New Alcoa mandatories slip below par; new TiVo convertibles trade up; secondary drags

By Rebecca Melvin

New York, Sept. 17 – Alcoa Inc.’s newly priced 5.375% mandatory convertible preferreds slipped below par on their debut in the secondary market Wednesday after the New York-based aluminum producer priced $1.25 billion of the three-year securities toward the cheap end of talk, according to market sources.

Intraday the Alcoa mandatories perked up some, but they ended lower at 49.75 bid, 50 offered despite shares closing up 0.7% at $16.28.

“I’m surprised how poorly Alcoa traded; I thought it modeled OK, and then it came at the cheaper end of terms,” a New York-based trader said.

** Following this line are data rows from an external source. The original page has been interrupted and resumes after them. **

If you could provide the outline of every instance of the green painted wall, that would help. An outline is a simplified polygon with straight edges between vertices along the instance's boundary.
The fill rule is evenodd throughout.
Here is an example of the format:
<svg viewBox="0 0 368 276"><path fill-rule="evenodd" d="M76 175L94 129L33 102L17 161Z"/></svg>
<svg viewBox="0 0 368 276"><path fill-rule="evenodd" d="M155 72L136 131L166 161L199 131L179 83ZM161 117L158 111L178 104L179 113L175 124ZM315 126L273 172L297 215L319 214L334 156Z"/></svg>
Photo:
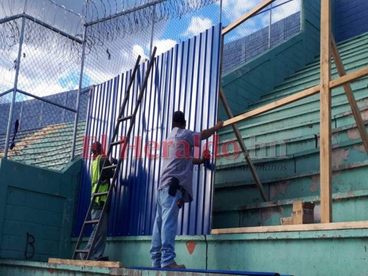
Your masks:
<svg viewBox="0 0 368 276"><path fill-rule="evenodd" d="M150 266L150 237L109 239L124 267ZM178 236L177 263L190 268L273 271L298 276L368 275L368 229Z"/></svg>
<svg viewBox="0 0 368 276"><path fill-rule="evenodd" d="M109 238L106 253L126 268L149 266L150 246L147 236ZM178 236L175 251L177 262L189 268L273 271L298 276L368 275L368 229ZM47 264L0 260L1 275L34 271L31 275L46 275L49 268ZM77 271L108 274L103 268L85 266L53 268L59 268L54 272L59 275L81 275ZM146 271L135 273L148 275Z"/></svg>
<svg viewBox="0 0 368 276"><path fill-rule="evenodd" d="M68 257L81 159L61 172L0 159L0 257ZM28 241L32 246L27 246Z"/></svg>
<svg viewBox="0 0 368 276"><path fill-rule="evenodd" d="M368 66L367 46L368 34L338 45L348 72ZM319 63L317 57L250 108L317 85ZM337 77L333 63L331 69L332 77ZM351 83L366 123L367 86L366 78ZM220 154L216 161L214 228L280 225L281 217L291 215L297 200L316 201L315 221L320 221L319 97L312 96L238 124L271 203L262 203L244 157L236 150L232 128L220 131L219 148L227 146L231 158ZM333 221L368 220L361 212L368 209L367 155L342 88L333 90L331 104ZM226 146L229 143L235 147Z"/></svg>
<svg viewBox="0 0 368 276"><path fill-rule="evenodd" d="M312 61L320 50L320 1L303 1L302 31L222 76L222 87L235 115ZM221 119L226 119L220 105Z"/></svg>

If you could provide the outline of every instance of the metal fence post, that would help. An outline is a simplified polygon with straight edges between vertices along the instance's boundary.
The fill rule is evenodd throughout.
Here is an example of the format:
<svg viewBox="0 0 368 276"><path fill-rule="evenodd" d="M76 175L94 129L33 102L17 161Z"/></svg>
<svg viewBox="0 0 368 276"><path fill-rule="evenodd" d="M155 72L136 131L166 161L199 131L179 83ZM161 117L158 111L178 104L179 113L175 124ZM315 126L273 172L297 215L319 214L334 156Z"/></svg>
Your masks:
<svg viewBox="0 0 368 276"><path fill-rule="evenodd" d="M26 23L26 17L22 17L21 36L19 38L19 48L18 48L18 57L17 58L17 67L15 68L15 79L14 80L14 89L10 103L10 110L9 111L9 121L8 121L8 129L6 130L6 138L5 140L4 159L8 158L8 150L9 148L9 140L10 139L10 130L12 128L12 121L14 112L14 106L15 104L15 96L17 95L17 88L18 86L18 77L19 75L19 68L21 66L21 48L23 45L23 39L24 37L24 25Z"/></svg>
<svg viewBox="0 0 368 276"><path fill-rule="evenodd" d="M269 49L271 48L271 25L272 24L272 3L270 4L270 17L269 25Z"/></svg>
<svg viewBox="0 0 368 276"><path fill-rule="evenodd" d="M220 0L219 22L221 23L222 20L222 0Z"/></svg>
<svg viewBox="0 0 368 276"><path fill-rule="evenodd" d="M155 20L156 5L153 5L153 12L152 12L152 30L151 32L151 43L150 43L150 55L152 55L152 48L153 47L153 31L155 30Z"/></svg>
<svg viewBox="0 0 368 276"><path fill-rule="evenodd" d="M77 139L77 132L78 130L78 117L79 117L79 102L81 99L81 86L83 85L83 72L84 69L84 59L86 57L86 41L87 39L87 26L84 25L84 32L83 34L83 44L81 50L81 72L79 75L79 84L78 86L78 93L77 94L77 106L75 110L75 119L74 120L74 131L72 136L72 152L70 154L70 161L74 159L75 152L75 140Z"/></svg>
<svg viewBox="0 0 368 276"><path fill-rule="evenodd" d="M300 0L300 31L303 30L303 22L304 22L304 7L303 0Z"/></svg>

Also in the primary market, TiVo Inc.’s newly priced 2% convertibles traded up after the Alviso, Calif.-based digital video recorder company priced $200 million of the seven-year senior notes at the midpoint and cheap end of talk.

The new TiVo convertibles changed hands at 101.6 toward the end of the session, according to Trace data; while shares slipped 23 cents, or 1.7%, to $13.48.

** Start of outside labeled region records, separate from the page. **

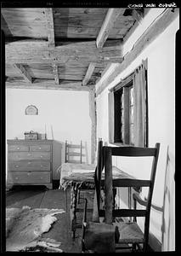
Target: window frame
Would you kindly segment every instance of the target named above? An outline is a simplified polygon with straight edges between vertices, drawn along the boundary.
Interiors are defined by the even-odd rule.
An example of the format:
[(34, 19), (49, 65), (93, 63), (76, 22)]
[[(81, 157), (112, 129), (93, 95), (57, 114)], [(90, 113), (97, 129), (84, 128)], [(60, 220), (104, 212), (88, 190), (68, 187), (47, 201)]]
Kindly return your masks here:
[[(118, 113), (118, 117), (116, 115), (116, 113), (118, 113), (116, 108), (118, 99), (116, 99), (116, 96), (115, 98), (116, 94), (119, 94), (119, 91), (122, 90), (123, 88), (127, 88), (133, 85), (133, 79), (134, 79), (134, 72), (130, 73), (125, 79), (121, 80), (121, 82), (116, 84), (115, 87), (110, 90), (109, 93), (109, 143), (110, 144), (117, 145), (117, 146), (130, 146), (134, 147), (134, 143), (130, 143), (130, 136), (127, 135), (127, 137), (129, 136), (129, 139), (126, 139), (125, 142), (122, 140), (121, 136), (121, 130), (122, 126), (118, 125), (117, 127), (117, 119), (120, 119), (120, 116)], [(147, 81), (147, 61), (146, 61), (146, 66), (145, 66), (145, 81), (146, 81), (146, 113), (145, 113), (145, 145), (144, 147), (148, 147), (148, 81)], [(135, 102), (134, 102), (135, 103)], [(120, 108), (121, 109), (121, 108)], [(135, 113), (134, 113), (135, 114)], [(116, 115), (116, 119), (115, 116)], [(129, 118), (127, 118), (129, 120)], [(128, 126), (130, 130), (130, 125)], [(120, 130), (120, 131), (117, 131)]]

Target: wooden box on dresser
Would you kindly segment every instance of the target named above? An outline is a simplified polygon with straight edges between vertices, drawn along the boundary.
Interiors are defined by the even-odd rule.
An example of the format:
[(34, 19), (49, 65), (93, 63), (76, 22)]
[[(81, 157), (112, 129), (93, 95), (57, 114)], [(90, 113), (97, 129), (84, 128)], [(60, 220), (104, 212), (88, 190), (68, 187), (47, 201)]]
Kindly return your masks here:
[(52, 189), (52, 140), (8, 140), (7, 188), (45, 185)]

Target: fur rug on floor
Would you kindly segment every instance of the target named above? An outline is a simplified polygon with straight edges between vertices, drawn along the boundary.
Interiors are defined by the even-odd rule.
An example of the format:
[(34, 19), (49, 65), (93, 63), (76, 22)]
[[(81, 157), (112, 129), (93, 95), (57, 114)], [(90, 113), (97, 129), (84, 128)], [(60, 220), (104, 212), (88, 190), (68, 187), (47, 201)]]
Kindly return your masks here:
[(63, 209), (6, 208), (6, 251), (59, 252), (60, 242), (42, 238)]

Back in secondary action, traders were watching United States Steel Corp.’s stock, which jumped 10% on the company’s positive outlook release.

The U.S. Steel bonds were trading at 5.125 points over parity versus an underlying share price of $46.00, using a delta of 86%, a New York-based trader said. “It looks very attractive,” he said.

Overall though, the tone of the market was weaker again, as has been the case for the last several sessions.